Monday, Feb. 24, 1947
Try to Get Some Sleep
Nightclub patrons are often sullen and quarrelsome. Overtime workers frequently have peevish dispositions. Can this bad temper be traced to lack of sleep?
In the Journal of Comparative Psychology, Drs. J. C. R. Licklider and M. E. Bunch describe a revealing experiment on rats (which are very like people in many ways). The problem was to find out how rats react to losing sleep. Rats ordinarily sleep 12 to 15 hours a day. When really sleepy, they will bed down on anything. Bright lights and loud noises do not stop them from trying.
The experimenters had to invent a fiendishly ingenious gadget for keeping their rats awake. Cylindrical treadmills revolved slowly in cells half full of water. If the rat did not keep awake, he got dunked and had to scramble back.
With a rat on each treadmill, the apparatus was set running 20 hours a day. The pace soon began to tell. The wakeful, wretched rats grew scrawny and stopped growing. After 30 sleepless days, their dispositions showed it. They snapped and bit out in all directions. Given an opportunity, they attacked and killed one another.

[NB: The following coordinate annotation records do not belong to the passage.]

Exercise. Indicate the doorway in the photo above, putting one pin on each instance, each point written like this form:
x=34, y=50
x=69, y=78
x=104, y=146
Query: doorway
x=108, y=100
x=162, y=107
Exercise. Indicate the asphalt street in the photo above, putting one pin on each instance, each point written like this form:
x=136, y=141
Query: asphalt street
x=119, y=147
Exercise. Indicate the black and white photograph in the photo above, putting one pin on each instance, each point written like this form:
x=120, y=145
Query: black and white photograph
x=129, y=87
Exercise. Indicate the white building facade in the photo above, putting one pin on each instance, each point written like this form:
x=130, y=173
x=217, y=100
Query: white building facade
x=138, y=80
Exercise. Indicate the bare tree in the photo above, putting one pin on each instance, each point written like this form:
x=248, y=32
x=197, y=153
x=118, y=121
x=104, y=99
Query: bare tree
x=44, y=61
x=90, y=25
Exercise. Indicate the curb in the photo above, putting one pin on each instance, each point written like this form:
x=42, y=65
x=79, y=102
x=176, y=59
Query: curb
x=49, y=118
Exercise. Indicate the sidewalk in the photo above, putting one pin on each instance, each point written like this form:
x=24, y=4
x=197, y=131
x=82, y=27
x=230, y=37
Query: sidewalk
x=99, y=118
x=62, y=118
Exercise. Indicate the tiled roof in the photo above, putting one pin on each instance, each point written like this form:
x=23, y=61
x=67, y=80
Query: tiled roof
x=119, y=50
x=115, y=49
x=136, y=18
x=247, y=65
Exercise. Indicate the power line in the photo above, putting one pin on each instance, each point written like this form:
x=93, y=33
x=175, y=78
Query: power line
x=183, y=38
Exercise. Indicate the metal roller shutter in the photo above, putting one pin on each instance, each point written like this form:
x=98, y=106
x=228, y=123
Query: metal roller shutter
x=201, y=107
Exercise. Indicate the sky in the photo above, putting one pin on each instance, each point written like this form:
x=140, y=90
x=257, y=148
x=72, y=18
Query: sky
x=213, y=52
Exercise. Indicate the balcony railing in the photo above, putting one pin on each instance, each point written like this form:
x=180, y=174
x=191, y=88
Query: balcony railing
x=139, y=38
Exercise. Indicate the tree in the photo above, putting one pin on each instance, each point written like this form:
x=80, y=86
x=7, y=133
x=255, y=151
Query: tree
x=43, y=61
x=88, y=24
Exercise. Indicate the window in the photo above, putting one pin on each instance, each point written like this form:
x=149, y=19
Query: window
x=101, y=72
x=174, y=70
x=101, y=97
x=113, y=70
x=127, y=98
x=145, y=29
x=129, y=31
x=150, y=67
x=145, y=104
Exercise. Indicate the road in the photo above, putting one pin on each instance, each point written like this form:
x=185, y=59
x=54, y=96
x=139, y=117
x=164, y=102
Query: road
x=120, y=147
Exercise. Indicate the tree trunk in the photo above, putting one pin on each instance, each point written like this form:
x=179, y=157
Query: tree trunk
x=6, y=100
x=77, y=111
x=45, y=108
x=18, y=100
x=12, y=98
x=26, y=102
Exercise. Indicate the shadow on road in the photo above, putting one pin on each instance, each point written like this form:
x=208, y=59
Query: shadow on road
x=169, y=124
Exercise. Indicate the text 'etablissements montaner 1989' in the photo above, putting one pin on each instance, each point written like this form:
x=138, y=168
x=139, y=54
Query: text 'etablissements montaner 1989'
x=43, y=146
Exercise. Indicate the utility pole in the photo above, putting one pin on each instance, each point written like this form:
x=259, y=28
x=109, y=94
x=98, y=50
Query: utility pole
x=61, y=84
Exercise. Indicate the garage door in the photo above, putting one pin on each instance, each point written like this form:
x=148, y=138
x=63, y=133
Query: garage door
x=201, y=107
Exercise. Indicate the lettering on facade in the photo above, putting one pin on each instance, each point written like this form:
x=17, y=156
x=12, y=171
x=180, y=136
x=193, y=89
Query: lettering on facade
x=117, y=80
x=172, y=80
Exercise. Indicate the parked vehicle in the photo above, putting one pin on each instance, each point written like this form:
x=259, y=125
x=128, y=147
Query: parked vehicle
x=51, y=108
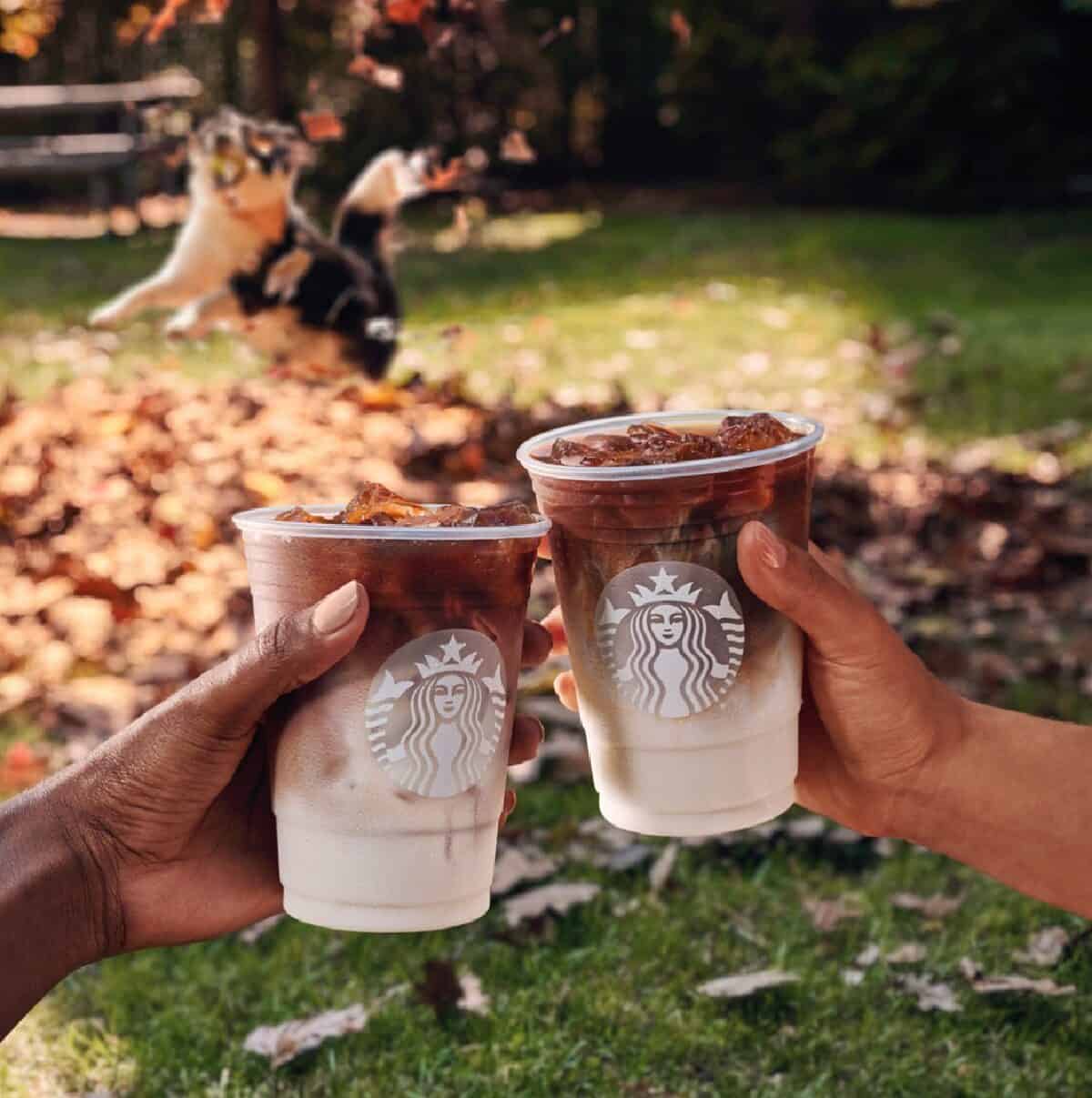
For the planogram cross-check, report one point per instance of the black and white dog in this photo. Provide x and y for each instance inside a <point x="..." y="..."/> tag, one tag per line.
<point x="249" y="259"/>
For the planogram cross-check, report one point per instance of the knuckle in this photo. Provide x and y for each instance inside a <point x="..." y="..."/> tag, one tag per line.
<point x="276" y="643"/>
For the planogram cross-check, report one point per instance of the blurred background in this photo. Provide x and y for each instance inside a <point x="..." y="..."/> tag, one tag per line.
<point x="875" y="213"/>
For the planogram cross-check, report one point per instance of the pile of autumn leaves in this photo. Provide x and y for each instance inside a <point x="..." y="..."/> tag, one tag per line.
<point x="121" y="574"/>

One test of a rat's mentality is to put him in an intricate maze half full of water, observe how quickly he finds his way out. After 50 days, the wakeful rats were dumped in such a maze. They swam feverishly, caught on to the maze, got out even faster than normal rats.
Possible moral for nightclub proprietors and bosses who work the help after hours: lack of sleep is bad for the victim's health, bad for his disposition, but does not necessarily impair his natural intelligence.